Dernière modification : 20/03/2018

Le prêt entre particuliers est permis, mais très réglementé. Le prêteur doit agir de façon occasionnelle, sinon, son intervention peut être taxée d’activité bancaire sans autorisation. L’emprunteur, de son côté, doit garantir le remboursement du prêt, comme pour un emprunt classique.

  • Quels types de prêts sont concernés ?

    Avec le prêt d’argent entre particuliers, vous pouvez tout financer : achat d’un bien immobilier, travaux, mariage, voyage, déménagement... Si vous êtes créateur d’entreprise vous pouvez aussi demander un prêt à des proches pour vous lancer !

  • Faut-il établir un contrat de prêt ?

    Si vous traitez avec des proches ou un membre de la même famille, vous avez deux points à régler. Le premier est de signer un contrat de prêt ou une reconnaissance de dette. Le deuxième est de fixer le plus clairement possible les modalités de remboursement pour éviter de futurs litiges ou désaccords. Si vous rédigez le document entre vous, on parle alors d’ « acte sous seing privé ». Pour plus de sécurité et de confort, surtout s’il s’agit d’une somme importante, l’acte peut aussi être établi et enregistré par un notaire.

  • Y a-t-il des plafonds de prêt ?

    Non, il n’y a aucun plafond pour les prêts d’argent entre particuliers. Le prêt peut être modeste ou important, rémunéré ou accordé sans intérêt. Dans certains cas, l’intérêt peut même être remplacé par une autre contrepartie. Tous ces éléments sont définis librement entre l’emprunteur et son ou ses prêteurs.

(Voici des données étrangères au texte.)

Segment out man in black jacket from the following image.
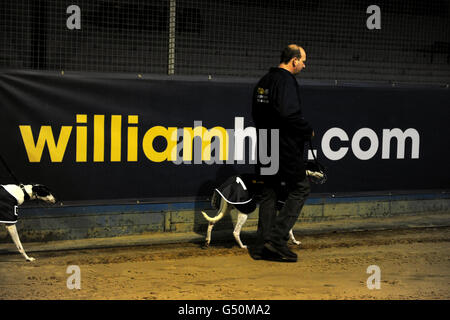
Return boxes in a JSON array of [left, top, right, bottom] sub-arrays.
[[251, 44, 314, 262]]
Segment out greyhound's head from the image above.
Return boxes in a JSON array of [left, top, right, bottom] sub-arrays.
[[31, 184, 56, 203]]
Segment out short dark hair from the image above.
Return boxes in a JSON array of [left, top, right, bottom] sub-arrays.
[[280, 45, 302, 64]]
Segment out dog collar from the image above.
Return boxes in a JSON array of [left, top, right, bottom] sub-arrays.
[[19, 184, 31, 201]]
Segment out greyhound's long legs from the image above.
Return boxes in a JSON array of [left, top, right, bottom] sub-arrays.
[[5, 224, 36, 261], [233, 212, 248, 249], [205, 198, 230, 247]]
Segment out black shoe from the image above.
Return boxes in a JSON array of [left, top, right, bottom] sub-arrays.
[[264, 242, 297, 261]]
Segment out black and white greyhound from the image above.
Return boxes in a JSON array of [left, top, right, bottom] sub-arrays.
[[0, 184, 56, 261]]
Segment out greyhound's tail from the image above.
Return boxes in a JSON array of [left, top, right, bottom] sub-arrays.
[[202, 211, 224, 223]]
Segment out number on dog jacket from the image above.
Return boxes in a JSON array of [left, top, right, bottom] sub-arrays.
[[0, 186, 18, 223]]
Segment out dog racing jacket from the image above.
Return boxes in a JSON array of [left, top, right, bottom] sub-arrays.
[[252, 68, 313, 182], [0, 185, 18, 223]]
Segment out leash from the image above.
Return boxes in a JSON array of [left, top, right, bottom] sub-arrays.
[[0, 154, 30, 200], [308, 139, 327, 184]]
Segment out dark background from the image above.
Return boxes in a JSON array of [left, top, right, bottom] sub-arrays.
[[0, 73, 450, 200]]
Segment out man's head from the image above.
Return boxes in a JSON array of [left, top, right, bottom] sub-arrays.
[[279, 44, 306, 74]]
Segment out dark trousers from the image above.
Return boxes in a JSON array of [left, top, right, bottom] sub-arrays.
[[255, 177, 311, 250]]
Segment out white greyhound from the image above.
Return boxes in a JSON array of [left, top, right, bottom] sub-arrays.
[[202, 168, 326, 249]]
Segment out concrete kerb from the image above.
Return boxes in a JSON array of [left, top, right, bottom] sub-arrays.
[[0, 193, 450, 253]]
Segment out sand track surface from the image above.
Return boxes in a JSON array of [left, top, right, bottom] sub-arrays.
[[0, 227, 450, 300]]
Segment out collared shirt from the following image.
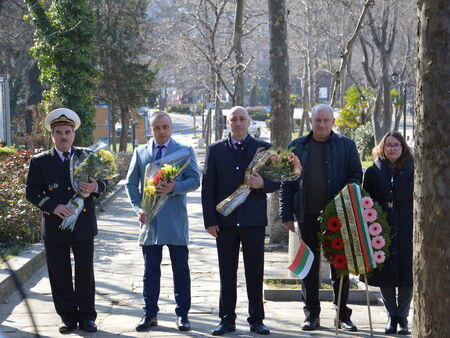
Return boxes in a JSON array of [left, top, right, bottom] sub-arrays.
[[152, 138, 172, 157], [230, 134, 249, 149]]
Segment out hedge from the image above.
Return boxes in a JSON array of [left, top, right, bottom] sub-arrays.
[[0, 150, 41, 251]]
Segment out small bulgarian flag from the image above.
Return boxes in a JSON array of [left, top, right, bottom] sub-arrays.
[[288, 238, 314, 279]]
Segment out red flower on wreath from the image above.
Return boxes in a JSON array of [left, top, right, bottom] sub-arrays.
[[322, 241, 331, 248], [333, 254, 347, 270], [327, 217, 342, 231], [331, 238, 344, 250]]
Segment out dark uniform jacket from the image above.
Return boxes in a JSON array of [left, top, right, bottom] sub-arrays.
[[26, 147, 106, 241], [363, 158, 414, 287], [202, 135, 280, 228], [280, 131, 362, 224]]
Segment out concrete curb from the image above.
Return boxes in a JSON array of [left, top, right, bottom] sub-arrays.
[[0, 180, 125, 304], [263, 279, 379, 305], [0, 243, 45, 303]]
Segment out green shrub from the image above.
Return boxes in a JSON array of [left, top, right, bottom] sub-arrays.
[[0, 150, 41, 251], [166, 104, 192, 115], [0, 147, 17, 161], [338, 122, 375, 161]]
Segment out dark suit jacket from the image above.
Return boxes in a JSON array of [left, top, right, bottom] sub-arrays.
[[202, 136, 280, 228], [26, 147, 106, 241]]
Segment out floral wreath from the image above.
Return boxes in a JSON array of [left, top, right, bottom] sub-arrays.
[[318, 186, 391, 276]]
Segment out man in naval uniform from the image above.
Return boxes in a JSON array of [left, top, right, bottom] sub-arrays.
[[26, 108, 106, 333]]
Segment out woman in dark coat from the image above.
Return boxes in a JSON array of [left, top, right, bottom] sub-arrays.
[[363, 131, 414, 334]]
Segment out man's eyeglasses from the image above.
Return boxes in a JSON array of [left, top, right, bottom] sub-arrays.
[[384, 143, 402, 150]]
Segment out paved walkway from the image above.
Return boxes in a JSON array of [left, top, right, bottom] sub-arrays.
[[0, 134, 410, 337]]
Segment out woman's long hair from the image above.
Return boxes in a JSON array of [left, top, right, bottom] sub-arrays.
[[372, 130, 414, 170]]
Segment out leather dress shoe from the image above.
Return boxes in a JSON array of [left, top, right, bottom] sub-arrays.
[[80, 319, 97, 332], [301, 318, 320, 331], [339, 319, 358, 332], [59, 321, 77, 333], [212, 320, 236, 336], [397, 317, 410, 334], [250, 322, 270, 334], [135, 316, 158, 332], [177, 316, 191, 331], [384, 316, 398, 334]]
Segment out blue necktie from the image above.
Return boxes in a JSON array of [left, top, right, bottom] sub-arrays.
[[155, 146, 165, 161], [63, 151, 70, 163]]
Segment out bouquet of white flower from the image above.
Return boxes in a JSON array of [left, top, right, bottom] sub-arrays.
[[59, 142, 117, 231]]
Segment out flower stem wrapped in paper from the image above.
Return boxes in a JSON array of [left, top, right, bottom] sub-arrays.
[[139, 149, 191, 244], [59, 142, 117, 231], [216, 148, 302, 216]]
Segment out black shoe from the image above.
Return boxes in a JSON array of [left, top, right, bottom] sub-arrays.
[[301, 318, 320, 331], [177, 316, 191, 331], [80, 319, 97, 332], [135, 316, 158, 332], [338, 319, 358, 332], [59, 321, 77, 333], [250, 322, 270, 334], [212, 320, 236, 336], [397, 317, 410, 334], [384, 316, 398, 334]]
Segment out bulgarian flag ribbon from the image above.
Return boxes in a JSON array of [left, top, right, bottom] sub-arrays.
[[288, 238, 314, 279]]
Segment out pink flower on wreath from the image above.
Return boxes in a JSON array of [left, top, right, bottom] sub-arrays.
[[363, 209, 378, 222], [369, 223, 383, 236], [361, 197, 373, 209], [372, 236, 386, 250], [373, 251, 386, 264]]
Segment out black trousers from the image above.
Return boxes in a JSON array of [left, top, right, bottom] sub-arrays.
[[44, 239, 97, 322], [216, 226, 265, 324], [300, 214, 352, 320]]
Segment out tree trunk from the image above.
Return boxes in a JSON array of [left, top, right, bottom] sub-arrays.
[[214, 74, 223, 141], [380, 54, 392, 135], [268, 0, 292, 243], [372, 87, 384, 144], [248, 77, 258, 107], [233, 0, 245, 106], [412, 0, 450, 337], [330, 0, 373, 107]]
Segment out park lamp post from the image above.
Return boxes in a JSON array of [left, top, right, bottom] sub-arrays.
[[189, 103, 198, 137]]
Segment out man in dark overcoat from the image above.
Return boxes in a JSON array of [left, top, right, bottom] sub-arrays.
[[26, 108, 106, 333], [202, 106, 279, 336]]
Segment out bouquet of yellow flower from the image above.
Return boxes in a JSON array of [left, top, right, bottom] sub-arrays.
[[59, 142, 117, 231], [216, 148, 302, 216]]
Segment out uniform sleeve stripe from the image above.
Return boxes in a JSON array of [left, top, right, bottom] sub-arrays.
[[38, 196, 50, 208]]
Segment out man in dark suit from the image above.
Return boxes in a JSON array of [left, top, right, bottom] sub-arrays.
[[202, 106, 279, 336], [26, 108, 106, 333]]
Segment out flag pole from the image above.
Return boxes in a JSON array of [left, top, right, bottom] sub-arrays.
[[335, 275, 344, 336], [364, 273, 373, 336]]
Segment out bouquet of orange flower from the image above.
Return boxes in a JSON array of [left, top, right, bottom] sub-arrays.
[[319, 184, 391, 276], [216, 148, 302, 216]]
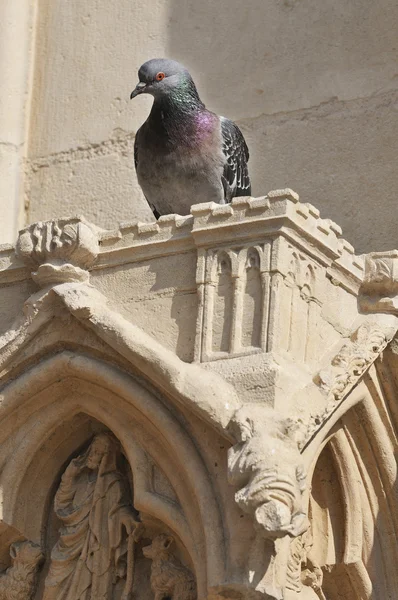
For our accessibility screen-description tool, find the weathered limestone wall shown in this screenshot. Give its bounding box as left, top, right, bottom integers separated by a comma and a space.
0, 0, 398, 252
0, 195, 398, 600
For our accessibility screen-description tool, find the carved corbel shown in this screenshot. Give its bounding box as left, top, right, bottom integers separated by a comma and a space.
358, 250, 398, 315
16, 217, 99, 288
228, 404, 307, 539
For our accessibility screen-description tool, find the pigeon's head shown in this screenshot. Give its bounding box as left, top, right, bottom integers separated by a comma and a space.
130, 58, 196, 99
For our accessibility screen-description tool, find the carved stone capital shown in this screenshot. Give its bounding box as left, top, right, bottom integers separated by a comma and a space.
16, 217, 99, 287
0, 540, 44, 600
228, 404, 307, 539
358, 250, 398, 314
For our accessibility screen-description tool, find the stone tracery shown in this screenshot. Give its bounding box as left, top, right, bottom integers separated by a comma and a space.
0, 195, 397, 600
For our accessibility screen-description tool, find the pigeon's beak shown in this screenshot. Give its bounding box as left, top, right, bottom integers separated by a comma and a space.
130, 81, 146, 100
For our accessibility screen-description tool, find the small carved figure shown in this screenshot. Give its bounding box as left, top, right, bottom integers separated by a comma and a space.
0, 541, 43, 600
228, 404, 308, 538
142, 533, 197, 600
43, 433, 143, 600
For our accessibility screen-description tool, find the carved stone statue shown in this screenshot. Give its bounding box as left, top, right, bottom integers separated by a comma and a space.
43, 433, 143, 600
142, 533, 197, 600
0, 541, 43, 600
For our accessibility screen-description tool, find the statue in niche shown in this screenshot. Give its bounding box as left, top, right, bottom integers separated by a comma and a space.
43, 433, 143, 600
142, 533, 197, 600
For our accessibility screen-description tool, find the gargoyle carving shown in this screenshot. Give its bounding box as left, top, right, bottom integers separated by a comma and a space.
142, 533, 197, 600
0, 541, 43, 600
228, 404, 307, 538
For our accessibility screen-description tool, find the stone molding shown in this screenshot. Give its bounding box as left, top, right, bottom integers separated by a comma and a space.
0, 195, 398, 600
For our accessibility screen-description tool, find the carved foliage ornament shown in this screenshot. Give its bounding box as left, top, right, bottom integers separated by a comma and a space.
300, 323, 389, 448
16, 217, 99, 287
0, 541, 43, 600
359, 250, 398, 314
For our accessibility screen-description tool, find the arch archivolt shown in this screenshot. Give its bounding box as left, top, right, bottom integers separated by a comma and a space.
301, 349, 398, 600
0, 352, 224, 590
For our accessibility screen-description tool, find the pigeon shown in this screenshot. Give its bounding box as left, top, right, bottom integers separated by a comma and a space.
130, 58, 251, 218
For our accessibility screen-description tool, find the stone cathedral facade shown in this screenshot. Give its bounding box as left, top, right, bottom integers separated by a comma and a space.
0, 189, 398, 600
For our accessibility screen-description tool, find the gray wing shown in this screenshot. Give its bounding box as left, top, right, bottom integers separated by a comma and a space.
220, 117, 251, 202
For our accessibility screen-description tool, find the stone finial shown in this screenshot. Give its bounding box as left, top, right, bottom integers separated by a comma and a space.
142, 533, 197, 600
359, 250, 398, 314
0, 541, 43, 600
16, 217, 99, 287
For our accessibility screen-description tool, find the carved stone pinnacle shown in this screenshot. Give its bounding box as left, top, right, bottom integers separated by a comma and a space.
16, 217, 98, 287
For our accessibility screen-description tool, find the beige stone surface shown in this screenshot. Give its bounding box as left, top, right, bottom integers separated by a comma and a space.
0, 0, 398, 252
0, 196, 398, 600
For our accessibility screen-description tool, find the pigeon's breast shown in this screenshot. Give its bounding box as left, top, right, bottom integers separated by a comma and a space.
137, 113, 225, 215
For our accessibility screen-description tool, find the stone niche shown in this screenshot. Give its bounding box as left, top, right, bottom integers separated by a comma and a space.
0, 190, 398, 600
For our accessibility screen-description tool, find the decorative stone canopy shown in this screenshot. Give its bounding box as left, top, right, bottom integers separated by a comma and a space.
0, 190, 398, 600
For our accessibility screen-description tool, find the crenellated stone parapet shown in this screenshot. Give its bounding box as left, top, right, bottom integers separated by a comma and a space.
0, 190, 398, 600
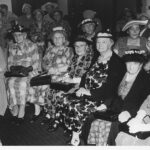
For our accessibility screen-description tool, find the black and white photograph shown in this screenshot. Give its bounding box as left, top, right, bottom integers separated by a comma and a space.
0, 0, 150, 149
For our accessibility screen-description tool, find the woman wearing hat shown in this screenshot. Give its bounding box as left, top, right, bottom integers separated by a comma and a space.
7, 24, 40, 125
18, 3, 34, 29
30, 9, 50, 60
45, 38, 92, 129
109, 49, 150, 144
114, 20, 147, 57
33, 27, 74, 124
47, 30, 125, 145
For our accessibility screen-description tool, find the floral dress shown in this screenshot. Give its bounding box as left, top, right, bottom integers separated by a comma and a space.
39, 46, 73, 118
55, 58, 108, 132
30, 21, 50, 62
7, 40, 39, 109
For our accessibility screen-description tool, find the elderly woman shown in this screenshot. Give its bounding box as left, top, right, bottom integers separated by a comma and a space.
114, 20, 148, 57
7, 24, 39, 125
33, 27, 73, 123
30, 9, 50, 60
44, 38, 92, 128
48, 33, 125, 145
0, 47, 8, 116
106, 49, 150, 144
18, 3, 34, 29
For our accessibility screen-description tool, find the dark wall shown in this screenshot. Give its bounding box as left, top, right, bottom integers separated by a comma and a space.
12, 0, 57, 16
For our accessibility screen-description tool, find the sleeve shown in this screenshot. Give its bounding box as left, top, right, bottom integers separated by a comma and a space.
29, 44, 40, 77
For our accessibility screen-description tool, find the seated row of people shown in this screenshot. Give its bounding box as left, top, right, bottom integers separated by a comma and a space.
0, 19, 149, 145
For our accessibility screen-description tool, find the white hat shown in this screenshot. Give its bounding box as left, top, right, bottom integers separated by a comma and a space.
52, 26, 65, 31
41, 2, 58, 11
122, 20, 148, 31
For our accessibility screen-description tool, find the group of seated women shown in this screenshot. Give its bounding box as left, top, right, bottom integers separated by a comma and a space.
0, 16, 150, 145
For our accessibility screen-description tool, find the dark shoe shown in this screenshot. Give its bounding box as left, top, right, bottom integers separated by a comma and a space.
30, 115, 40, 123
16, 118, 24, 126
41, 118, 54, 125
47, 124, 58, 133
11, 116, 18, 124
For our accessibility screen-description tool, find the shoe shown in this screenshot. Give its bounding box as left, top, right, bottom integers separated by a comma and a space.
16, 118, 24, 126
47, 124, 58, 133
11, 116, 18, 124
30, 114, 40, 123
40, 118, 54, 125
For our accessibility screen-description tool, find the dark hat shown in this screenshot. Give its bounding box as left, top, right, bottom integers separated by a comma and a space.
74, 36, 91, 45
96, 29, 113, 39
78, 18, 98, 27
123, 49, 146, 63
8, 22, 28, 34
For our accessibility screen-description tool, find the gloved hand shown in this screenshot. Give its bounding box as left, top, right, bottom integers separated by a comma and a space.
127, 110, 146, 126
97, 104, 107, 111
76, 88, 91, 97
118, 111, 131, 123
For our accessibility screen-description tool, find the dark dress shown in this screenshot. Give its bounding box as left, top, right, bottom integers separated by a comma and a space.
53, 53, 126, 135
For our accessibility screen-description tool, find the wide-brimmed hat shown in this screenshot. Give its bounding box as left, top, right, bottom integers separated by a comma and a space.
41, 2, 58, 11
8, 22, 28, 34
74, 36, 91, 45
95, 30, 113, 39
123, 49, 146, 63
78, 18, 98, 27
122, 20, 148, 31
22, 3, 32, 12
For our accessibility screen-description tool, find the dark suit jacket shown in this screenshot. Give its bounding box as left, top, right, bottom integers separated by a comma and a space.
80, 53, 126, 107
111, 69, 150, 117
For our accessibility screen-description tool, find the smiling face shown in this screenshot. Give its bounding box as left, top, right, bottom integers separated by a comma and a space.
74, 41, 88, 56
82, 23, 95, 35
96, 38, 112, 53
53, 32, 66, 47
13, 32, 26, 44
35, 11, 43, 21
128, 24, 140, 39
126, 62, 142, 74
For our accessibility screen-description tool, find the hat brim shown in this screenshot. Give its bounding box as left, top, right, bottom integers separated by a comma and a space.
122, 20, 148, 31
123, 54, 146, 63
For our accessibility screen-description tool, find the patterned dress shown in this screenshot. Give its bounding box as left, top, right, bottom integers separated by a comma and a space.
7, 40, 39, 109
55, 58, 108, 132
39, 46, 73, 118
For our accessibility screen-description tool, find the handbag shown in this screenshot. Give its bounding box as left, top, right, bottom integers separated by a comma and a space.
94, 109, 119, 122
119, 123, 150, 140
50, 82, 75, 92
4, 66, 33, 78
30, 73, 51, 86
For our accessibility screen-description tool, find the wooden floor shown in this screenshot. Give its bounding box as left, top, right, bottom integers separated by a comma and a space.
0, 105, 69, 146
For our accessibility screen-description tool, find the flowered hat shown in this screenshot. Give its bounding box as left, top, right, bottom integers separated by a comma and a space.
123, 49, 146, 63
41, 2, 58, 11
122, 20, 148, 31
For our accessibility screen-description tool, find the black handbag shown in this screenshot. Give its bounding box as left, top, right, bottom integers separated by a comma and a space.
94, 109, 119, 122
50, 82, 75, 92
30, 73, 51, 86
119, 123, 150, 140
4, 66, 33, 78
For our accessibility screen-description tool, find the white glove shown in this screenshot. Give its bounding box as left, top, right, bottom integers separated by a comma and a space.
127, 110, 146, 126
118, 111, 131, 123
129, 123, 145, 133
76, 88, 91, 97
97, 104, 107, 111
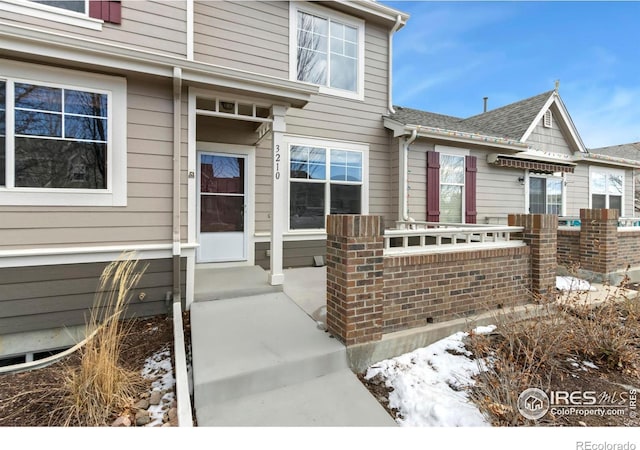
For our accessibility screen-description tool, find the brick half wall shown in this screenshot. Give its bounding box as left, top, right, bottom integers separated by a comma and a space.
382, 246, 531, 333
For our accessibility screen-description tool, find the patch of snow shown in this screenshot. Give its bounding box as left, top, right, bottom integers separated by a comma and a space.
142, 348, 176, 427
556, 277, 596, 292
365, 326, 496, 427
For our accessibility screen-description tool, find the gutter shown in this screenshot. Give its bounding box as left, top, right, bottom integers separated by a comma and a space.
172, 67, 182, 303
400, 127, 420, 222
387, 14, 402, 114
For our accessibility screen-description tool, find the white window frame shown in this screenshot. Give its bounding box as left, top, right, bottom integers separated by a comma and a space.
589, 166, 626, 217
283, 136, 369, 236
0, 59, 127, 206
289, 2, 365, 100
0, 0, 104, 31
525, 170, 567, 216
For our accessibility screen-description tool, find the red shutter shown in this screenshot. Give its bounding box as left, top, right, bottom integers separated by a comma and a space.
464, 156, 478, 223
89, 0, 122, 23
427, 152, 440, 222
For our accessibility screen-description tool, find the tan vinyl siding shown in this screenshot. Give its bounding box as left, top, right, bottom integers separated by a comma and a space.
0, 0, 187, 58
0, 74, 175, 250
0, 258, 186, 336
527, 116, 573, 155
194, 1, 289, 78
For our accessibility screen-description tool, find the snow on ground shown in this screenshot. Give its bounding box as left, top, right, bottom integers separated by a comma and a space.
142, 348, 176, 427
365, 325, 495, 427
556, 277, 596, 292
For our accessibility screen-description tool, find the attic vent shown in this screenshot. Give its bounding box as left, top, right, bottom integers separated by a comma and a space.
542, 109, 553, 128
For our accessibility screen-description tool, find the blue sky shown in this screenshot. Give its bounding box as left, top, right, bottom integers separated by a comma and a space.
382, 1, 640, 148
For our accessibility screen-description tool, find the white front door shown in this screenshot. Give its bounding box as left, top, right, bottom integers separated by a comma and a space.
197, 152, 248, 263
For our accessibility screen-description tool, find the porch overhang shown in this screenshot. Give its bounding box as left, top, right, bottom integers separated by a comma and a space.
487, 153, 577, 173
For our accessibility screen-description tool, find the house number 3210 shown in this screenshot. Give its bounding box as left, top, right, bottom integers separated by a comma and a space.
273, 145, 281, 180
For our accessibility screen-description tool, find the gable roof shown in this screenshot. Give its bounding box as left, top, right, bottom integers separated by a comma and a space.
386, 90, 586, 153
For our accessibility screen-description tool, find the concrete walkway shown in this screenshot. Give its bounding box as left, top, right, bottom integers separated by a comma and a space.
191, 269, 396, 426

  • Quel taux d’intérêt fixer ?

    Si le prêteur souhaite se faire rembourser avec des intérêts, il fixe un taux avec son emprunteur. Mais celui-ci ne peut pas dépasser le seuil de l’usure défini par la Banque de France. Au 1er janvier 2018, il était de 20,88% maximum pour les prêts inférieurs à 3 000 euros, de 12,87% pour les prêts entre 3 000 euros et 6 000 euros et de 5,85% pour les prêts au-delà de 6 000 euros.

  • Faut-il faire une déclaration administrative ?

    Pour une somme inférieure à 760 euros, non. En revanche, au-delà de ce montant, vous devez déclarer le prêt entre particuliers à l’administration fiscale et mentionner le taux d’intérêt applicable s’il y en a un. Téléchargez un formulaire de déclaration de contrat de prêt n°2062 (accessible dans l'encart "En savoir plus"), remplissez-le et adressez-le à l’administration.

  • Qui déclare quoi ?

    Lorsque le prêt est gratuit, l’emprunteur déclare la somme sur sa déclaration de revenus. S’il est assorti d’intérêts, le prêteur doit les déclarer comme ses autres revenus annuels.

  • Le prêteur bénéficie-t-il d’une défiscalisation ?

    Seul le prêt à un créateur d’entreprise (en clair, l’investissement au capital d’une PME) permet de réduire ses impôts. La somme peut être déduite soit de l’impôt sur le revenu (IR), soit de l’impôt sur la fortune immobilière (IFI), de manière non cumulable, et sous condition que l’argent prêtée soit « utilisée » pendant une durée d’au moins cinq ans. Si le prêteur reprend son argent avant, il n’a pas droit à la réduction d’impôt.

    Depuis le 1er janvier 2018, l'impôt de solidarité sur la fortune (ISF) a été transformé en un impôt sur la fortune immobilière (IFI). Le seuil d'entrée reste le même, à savoir 1,3 million d'euros de patrimoine net taxable.

  • Quelles sont les réductions possibles ?

    Pour l’année 2017, la réduction d’impôt sur le revenu était égale à 18% du montant du prêt avec un plafond de 9 000 euros. La réduction d’impôt sur la fortune, lorsque le prêteur y était assujetti, était plafonnée à 50% du montant du crédit, avec un plafond de réduction fixé à 45 000 euros (article 850-0 V bis du CGI).

    Le prélèvement à la source de l'impôt sur le revenu entrera en vigueur le 1er janvier 2019. Des mesures transitoires sont prévues pour l'imposition des revenus de l'année 2018.